Introduction Since July 2014, the London Borough of Newham has offered latent tuberculosis (TB) screening to all recent migrants (residing in the UK less than 5 years), aged 16–50 years, from countries with a TB incidence of greater than 150/100 000 cases/year. All migrants are offered an interferon gamma-release assay (IGRA) when registering with a general practitioner. Active TB is excluded by the GP using chest radiography, blood tests and clinical examination. All IGRA positive patients are tested for HIV, Hepatitis B and C. All patients without underlying liver disease, Hepatitis B, C or HIV infection and those who are not immunosuppressed are offered treatment for LTBI with Rifampicin and Isoniazid for 3 months in primary care. Patients with positive results not meeting the above exclusion criteria are referred to the local secondary care service using a standardised referral protocol.
We conducted a retrospective study reviewing records of all patients referred to secondary care from the LTBI screening programme.

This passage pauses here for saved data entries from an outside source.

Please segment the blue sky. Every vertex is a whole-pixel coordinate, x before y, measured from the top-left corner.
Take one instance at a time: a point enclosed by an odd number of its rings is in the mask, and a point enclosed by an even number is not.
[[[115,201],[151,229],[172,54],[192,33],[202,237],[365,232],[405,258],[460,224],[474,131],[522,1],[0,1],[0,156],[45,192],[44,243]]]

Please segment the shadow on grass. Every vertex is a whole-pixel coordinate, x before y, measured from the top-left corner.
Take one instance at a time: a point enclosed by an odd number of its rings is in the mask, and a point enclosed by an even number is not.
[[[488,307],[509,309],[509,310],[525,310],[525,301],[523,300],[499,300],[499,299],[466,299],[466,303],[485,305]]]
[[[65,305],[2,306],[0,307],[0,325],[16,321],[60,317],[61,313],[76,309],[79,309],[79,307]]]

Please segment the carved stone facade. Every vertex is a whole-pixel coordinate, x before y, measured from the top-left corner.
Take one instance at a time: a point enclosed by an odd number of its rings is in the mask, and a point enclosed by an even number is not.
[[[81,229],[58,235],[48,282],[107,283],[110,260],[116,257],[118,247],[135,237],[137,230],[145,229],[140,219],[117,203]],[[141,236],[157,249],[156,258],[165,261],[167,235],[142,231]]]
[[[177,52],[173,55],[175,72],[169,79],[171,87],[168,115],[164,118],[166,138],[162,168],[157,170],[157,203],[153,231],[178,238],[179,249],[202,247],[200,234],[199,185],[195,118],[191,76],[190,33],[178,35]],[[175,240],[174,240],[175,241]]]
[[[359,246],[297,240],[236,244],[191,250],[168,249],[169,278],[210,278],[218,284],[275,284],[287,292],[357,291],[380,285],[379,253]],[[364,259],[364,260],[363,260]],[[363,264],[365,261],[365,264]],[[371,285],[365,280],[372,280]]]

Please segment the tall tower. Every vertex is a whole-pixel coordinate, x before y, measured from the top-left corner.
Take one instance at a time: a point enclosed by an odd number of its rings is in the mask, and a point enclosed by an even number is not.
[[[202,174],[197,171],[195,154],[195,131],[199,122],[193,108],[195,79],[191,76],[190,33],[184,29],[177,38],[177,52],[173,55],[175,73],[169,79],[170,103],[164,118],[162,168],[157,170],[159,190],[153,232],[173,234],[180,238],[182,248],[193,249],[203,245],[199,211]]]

Results From July 2014 to March 2015, a total of 5683 patients were offered screening. 3272 proceeded to IGRA testing of which 866 were positive. Of these patients, 138 were referred to the TB clinic. The most common reasons for referral were symptoms suggestive of active TB (26%), abnormal liver function tests (19%) before and after initiation of treatment, an abnormal chest radiograph (CXR) (10%), Pregnancy or breastfeeding (9%), Hepatitis B or C infection (7%) or previously treated latent or active TB (7%). Of those referred, 11 patients were found to have active disease. 6 patients had mediastinal lymphnode TB, 4 pulmonary and one patient had TB of the knee.
Conclusion Screening for latent tuberculosis in primary care has identified a significant of number of cases of active Tuberculosis, particularly mediastinal TB.